It's a popular bumper sticker these days. Spelled out with the symbols of a number of different - often conflicting - religions and groups, it sometimes seems like a desperate plea: "Can't all you folks just get along?!?" Or maybe an authoritative command from someone who knows better than those conflicting adherents do? It's hard to tell.
So can people from all these different faith commitments really coexist? Should they? I think the Gospel of Grace answers with both a "Yes" and a "No."
Yes
If by "Coexist" we mean "Can and should people of different faith commitments treat each other with civility and respect?" the Gospel of Grace would answer with a resounding "Yes!"
That is because every human is a bearer of the imago dei, the Image of God, and as such are objects of His love and affection. All people - Muslims, hippies, Jews and all the rest - are valued by God, and by that alone deserve our respect and care.
The Gospel also reminds us that this world is not now as it was created to be, and that people are broken and incomplete expressions of our Creator's original intention. That brokenness is why there are so many different religions and non-religions in the world. We are all looking for a way to make sense of the world in which we find ourselves as well as the deep yearnings of our heart. Because of this brokenness, Grace reminds us to expect confusion and disagreement. We need to face these conflicts with humility and a willingness to extend forgiveness.

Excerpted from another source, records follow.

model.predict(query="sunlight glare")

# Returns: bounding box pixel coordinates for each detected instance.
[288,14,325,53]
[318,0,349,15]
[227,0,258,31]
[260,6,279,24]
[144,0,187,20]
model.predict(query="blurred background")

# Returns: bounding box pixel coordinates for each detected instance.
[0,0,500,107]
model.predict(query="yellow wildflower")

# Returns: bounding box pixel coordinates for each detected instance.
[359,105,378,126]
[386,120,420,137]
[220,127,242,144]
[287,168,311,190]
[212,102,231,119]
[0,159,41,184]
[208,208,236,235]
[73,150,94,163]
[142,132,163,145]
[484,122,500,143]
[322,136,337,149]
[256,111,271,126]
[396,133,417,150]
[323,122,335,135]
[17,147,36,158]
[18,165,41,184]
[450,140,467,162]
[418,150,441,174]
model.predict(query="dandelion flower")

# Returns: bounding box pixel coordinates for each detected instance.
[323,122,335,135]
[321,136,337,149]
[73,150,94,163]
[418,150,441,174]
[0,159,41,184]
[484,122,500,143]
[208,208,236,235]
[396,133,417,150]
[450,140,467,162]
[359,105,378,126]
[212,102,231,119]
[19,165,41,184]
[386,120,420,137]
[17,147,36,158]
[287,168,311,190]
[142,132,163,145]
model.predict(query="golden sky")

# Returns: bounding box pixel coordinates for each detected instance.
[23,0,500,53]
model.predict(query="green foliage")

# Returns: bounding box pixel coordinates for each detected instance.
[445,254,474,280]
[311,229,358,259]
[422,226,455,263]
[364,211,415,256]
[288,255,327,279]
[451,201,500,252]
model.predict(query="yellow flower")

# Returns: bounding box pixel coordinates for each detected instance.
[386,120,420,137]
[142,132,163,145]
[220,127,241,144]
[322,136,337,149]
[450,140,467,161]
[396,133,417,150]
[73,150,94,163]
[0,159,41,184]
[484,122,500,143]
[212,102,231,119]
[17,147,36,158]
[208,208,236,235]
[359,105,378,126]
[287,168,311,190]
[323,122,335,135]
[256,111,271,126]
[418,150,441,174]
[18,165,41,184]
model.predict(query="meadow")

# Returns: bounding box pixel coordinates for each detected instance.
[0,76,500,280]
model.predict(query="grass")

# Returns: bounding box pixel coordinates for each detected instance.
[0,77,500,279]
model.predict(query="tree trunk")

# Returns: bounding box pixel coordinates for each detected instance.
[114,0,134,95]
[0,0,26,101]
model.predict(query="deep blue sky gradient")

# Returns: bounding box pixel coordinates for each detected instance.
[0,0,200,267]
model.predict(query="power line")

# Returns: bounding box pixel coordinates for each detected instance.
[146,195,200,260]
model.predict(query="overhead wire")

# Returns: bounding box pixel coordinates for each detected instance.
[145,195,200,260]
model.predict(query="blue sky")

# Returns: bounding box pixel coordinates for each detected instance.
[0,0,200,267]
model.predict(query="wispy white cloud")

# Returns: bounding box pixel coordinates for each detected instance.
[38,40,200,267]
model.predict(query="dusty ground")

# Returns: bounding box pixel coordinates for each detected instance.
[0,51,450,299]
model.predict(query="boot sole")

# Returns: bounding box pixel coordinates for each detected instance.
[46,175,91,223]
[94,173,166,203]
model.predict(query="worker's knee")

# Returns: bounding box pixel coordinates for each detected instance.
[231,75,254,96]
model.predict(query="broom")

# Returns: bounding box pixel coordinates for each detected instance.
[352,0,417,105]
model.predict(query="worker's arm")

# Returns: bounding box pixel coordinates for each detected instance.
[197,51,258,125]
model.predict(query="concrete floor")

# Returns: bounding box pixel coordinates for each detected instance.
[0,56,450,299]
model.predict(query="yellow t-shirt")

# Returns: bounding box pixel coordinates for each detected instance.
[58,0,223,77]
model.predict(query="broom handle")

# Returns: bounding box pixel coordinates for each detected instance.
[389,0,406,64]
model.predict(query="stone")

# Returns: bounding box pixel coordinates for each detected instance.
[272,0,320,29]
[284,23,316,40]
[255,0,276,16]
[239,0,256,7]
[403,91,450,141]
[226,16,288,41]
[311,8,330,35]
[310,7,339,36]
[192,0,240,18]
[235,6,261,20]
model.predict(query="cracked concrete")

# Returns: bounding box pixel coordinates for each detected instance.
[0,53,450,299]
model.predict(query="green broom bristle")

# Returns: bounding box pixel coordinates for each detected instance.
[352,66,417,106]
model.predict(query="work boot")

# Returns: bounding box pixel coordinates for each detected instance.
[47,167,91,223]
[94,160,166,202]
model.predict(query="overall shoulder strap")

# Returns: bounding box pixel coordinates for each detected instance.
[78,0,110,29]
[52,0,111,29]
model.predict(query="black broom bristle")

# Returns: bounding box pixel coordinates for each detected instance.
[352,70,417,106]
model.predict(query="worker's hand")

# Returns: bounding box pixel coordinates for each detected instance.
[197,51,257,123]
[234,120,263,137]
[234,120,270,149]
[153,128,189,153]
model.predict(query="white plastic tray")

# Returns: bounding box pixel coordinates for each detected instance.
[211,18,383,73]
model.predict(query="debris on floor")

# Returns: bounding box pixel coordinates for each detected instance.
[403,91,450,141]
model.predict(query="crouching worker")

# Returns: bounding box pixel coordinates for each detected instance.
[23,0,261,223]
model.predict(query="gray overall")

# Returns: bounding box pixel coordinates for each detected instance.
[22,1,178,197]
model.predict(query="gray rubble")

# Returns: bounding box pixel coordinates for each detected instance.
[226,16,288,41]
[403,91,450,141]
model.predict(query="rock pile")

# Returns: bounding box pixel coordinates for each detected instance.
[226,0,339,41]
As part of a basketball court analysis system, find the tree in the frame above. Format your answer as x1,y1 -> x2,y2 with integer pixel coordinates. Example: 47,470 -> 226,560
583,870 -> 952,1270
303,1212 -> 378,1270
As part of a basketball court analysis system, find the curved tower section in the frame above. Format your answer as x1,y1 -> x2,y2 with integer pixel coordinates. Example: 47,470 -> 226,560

Finally, we know that the awakening of faith is something that the Father initiates. The Gospel says that we are saved by grace, not by correct adherence to any particular religious expression, and faith is our response to that grace. (Ephesians 2:8-10) It's by the Father's grace that I have responded in faith to the Gospel. This means that other people coming to faith are beyond any force of government or manipulation that I might exert. The Gospel puts the first steps of salvation in the Father's hands, so I will drop any earthly or coercive force in establishing that Gospel of grace. It's not grace any more when coercion or manipulation are used. When through the course of history the church has violated this, it has not acted in line with the Gospel and has in fact repudiated grace.
No
But the question at hand moves further.
If I am being asked to "Coexist" because "all faiths are just different ways of serving the same god," then the Gospel of Grace responds with a firm, but civil, "No." Such a statement demonstrates a lack of understanding of these different faiths or a gross oversimplification of their convictions. The Gospel is built on the foundation of Jesus, the singular incarnation of God Himself in human form. More than a prophet or teacher who speaks for God, Jesus is God Himself in human form. Even those other religions that know and respect Jesus - like Islam - deny that conviction. This fundamental disagreement cannot be glossed over. We may need to be civil, but we must recognize that there are mutually exclusive convictions here. While we may "Coexist" with respect, we cannot ignore the differences as if they did not exist.
As I've listened to people who carry the "Coexist" banner, I often hear something else behind their words that the Gospel says "No" to. It's this sense that they know a "greater truth," that overrides the truth claims of these separate convictions.
Some will use the illustration of the three blind men running into an elephant. One feels it's trunk, one it's belly and one feels the leg of the elephant that they each cannot see. They each have different, even conflicting descriptions of their experience. But even though they do not realize it, they are all experiencing the same elephant. My "Coexist" neighbors insinuate that my Muslim and Jewish neighbors along with myself are like those three blind men experiencing only a portion of the truth -- and that they are the ones with full-sighted perspective on the entire elephant. As if they alone have reality figured out.
The Gospel of Grace reminds me that we are all blind in some way. Any knowledge of God that I have is what He, by His grace, has made known to me. Even then, my brokenness may disrupt that knowledge. But He keeps speaking and pursuing. He takes the initiative in making Himself known. That is what grace is about. It's like the elephant taking the effort to make Himself known to all four of us blind men. As before, others might disagree with my convictions, but they cannot change the unique and exclusive nature of those convictions for their own argument.
Because the Gospel is God's work and not mine, it frees me to treat my neighbors with kindness and respect, even while not compromising the differences in our convictions. I can "Coexist" with others because of His grace. That is why I can never let the Gospel of Grace be stripped of its uniqueness and reduced to something it is not, just one of many paths up the same mountain.